Under the proposal, presented to the school board Tuesday, the program will be renamed the Breathe program.

Students with serious behavioral and emotional needs now are served at the Bayside school, which has room for up to 48 students. Students with fewer needs are served in multiple behavioral classrooms that already exist in the middle schools and Portland and Deering high schools. Under the proposal, new Breathe classrooms would be added in elementary schools and at Casco Bay High School.

Nalli said the expansion would allow the district to better serve students in the middle, who need support and on-site help, but do not need to be in a day program. Likewise, distributed resources at schools means some students currently at Bayside could have some access to traditional classrooms.

The proposed Breathe program would serve 142 students, compared to 103 students now, Nalli said.

The proposal to re-distribute services into schools comes at the same time the district is undergoing an enrollment and capacity survey that is part of an effort to find cost-cutting measures.

The results of that analysis will help staff identify a new location for a day treatment center for students with the greatest needs and determine which elementary schools should house new Breathe programs, Nalli said.

The Bayside Learning Community now shares a three-story building with the Portland school district’s central administrative offices at 353 Cumberland Ave., a former Goodwill building. John Patriquin/2013 Press Herald file

At two elementary schools – tentatively East End Community School and Rowe Elementary School – there would be two Breathe classrooms at each school, one for grades K-2 and one for grades 3-5. With 11 students and four personnel in each Breathe classroom, there would be a total capacity for 44 elementary students.

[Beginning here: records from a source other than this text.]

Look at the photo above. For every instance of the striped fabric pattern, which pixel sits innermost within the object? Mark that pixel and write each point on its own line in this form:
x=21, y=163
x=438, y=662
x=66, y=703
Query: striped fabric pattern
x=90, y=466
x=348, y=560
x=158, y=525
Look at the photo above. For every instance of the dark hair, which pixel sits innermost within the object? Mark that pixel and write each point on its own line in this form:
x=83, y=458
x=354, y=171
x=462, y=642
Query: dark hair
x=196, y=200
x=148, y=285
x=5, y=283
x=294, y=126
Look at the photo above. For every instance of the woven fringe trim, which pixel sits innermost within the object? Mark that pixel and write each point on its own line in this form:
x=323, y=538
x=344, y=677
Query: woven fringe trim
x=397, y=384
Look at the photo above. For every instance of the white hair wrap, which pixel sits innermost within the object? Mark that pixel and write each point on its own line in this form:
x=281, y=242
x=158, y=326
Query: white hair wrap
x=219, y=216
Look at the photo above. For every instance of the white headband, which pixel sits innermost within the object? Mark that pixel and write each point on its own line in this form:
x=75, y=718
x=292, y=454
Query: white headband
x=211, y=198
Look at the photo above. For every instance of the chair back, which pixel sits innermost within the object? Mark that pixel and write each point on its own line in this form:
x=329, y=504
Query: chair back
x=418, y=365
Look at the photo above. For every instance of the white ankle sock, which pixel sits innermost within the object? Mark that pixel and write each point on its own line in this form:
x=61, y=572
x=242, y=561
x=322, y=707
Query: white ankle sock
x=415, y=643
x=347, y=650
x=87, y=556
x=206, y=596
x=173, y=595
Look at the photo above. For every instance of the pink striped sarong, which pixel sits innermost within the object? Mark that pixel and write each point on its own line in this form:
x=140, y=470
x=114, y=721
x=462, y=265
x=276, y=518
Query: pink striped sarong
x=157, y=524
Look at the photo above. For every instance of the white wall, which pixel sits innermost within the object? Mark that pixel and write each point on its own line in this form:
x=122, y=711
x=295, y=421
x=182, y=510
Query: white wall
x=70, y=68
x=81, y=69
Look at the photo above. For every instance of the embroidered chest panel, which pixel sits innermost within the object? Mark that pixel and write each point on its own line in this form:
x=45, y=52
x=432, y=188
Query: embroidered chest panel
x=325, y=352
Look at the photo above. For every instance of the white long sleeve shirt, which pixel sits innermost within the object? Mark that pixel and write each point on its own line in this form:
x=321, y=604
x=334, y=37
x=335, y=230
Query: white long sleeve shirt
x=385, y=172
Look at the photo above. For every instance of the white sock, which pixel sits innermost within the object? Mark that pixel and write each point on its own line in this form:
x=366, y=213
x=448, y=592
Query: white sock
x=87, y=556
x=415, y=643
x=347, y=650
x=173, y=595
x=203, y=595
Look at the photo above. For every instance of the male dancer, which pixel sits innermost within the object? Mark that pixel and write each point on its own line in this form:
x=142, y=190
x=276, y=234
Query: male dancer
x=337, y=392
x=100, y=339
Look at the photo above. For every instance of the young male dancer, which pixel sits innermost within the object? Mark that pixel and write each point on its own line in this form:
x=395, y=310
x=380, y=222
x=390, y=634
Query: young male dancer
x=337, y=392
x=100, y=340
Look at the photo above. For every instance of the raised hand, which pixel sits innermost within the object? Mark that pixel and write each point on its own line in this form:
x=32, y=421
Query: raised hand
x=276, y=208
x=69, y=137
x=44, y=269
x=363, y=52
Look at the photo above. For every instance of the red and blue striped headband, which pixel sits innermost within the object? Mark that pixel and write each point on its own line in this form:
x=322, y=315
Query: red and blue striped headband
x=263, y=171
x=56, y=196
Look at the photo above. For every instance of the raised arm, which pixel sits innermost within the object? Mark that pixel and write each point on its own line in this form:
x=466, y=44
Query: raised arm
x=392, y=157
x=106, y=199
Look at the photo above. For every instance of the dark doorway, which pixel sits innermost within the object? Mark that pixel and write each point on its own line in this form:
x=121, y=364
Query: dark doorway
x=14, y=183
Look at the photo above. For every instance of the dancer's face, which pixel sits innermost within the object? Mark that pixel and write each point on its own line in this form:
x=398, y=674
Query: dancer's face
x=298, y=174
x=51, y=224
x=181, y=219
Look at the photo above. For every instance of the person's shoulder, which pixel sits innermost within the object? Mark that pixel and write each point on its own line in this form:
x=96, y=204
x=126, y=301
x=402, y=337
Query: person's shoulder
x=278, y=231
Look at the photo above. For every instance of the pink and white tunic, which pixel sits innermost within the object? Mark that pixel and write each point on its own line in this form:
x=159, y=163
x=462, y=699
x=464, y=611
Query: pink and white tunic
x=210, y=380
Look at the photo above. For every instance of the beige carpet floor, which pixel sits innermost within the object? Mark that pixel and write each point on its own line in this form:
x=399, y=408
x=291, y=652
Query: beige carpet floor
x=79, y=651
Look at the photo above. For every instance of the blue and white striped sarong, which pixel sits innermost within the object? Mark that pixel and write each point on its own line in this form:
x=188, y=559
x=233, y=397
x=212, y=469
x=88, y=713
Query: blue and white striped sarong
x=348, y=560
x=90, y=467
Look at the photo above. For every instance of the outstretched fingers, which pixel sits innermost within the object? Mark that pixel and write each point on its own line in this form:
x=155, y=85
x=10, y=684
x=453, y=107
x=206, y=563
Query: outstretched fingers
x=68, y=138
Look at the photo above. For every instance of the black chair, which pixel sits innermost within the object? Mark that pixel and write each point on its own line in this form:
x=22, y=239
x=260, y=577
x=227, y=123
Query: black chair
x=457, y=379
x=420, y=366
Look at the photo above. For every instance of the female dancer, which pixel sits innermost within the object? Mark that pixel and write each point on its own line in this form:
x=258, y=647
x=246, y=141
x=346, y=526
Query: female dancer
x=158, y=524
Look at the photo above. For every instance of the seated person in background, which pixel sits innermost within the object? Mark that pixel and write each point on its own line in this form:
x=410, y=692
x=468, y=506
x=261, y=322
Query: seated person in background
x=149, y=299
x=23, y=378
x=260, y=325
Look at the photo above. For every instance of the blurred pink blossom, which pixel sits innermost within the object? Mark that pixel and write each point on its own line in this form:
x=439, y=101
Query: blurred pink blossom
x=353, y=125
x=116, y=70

Each of Portland’s three middle schools would have one Breathe classroom, for a total capacity of 33 students. At the high schools, there would be one Breathe classroom at Portland and Deering high schools, and at Casco Bay High School, a Breathe classroom for students on the autism spectrum.

A new day treatment facility would have four classrooms for a total capacity of 32 students.

The Bayside school now shares a single three-story building with the district’s central administrative offices, which are upstairs and use an address of 353 Cumberland Ave. The former Goodwill Industries building was purchased for $3.6 million in 2013 to house the administrative offices, which were then at Casco Bay High School, and Bayside Learning Community, formerly known as the West Program. At the time, the Bayside program – known then as the West program – was in a short-term lease in Falmouth after the district had to close the West School in Portland because of the building’s failing condition.

Parents and staff have advocated for a change to the Bayside school for more than a year, raising issues about the appropriateness of the downtown space.

“Since I’ve started (on the board) this has been a hot topic,” board member Tim Atkinson said, “It’s good to see the plans coming together.”

The proposed changes would increase annual costs for the program from $2.8 million to an estimated $3 million.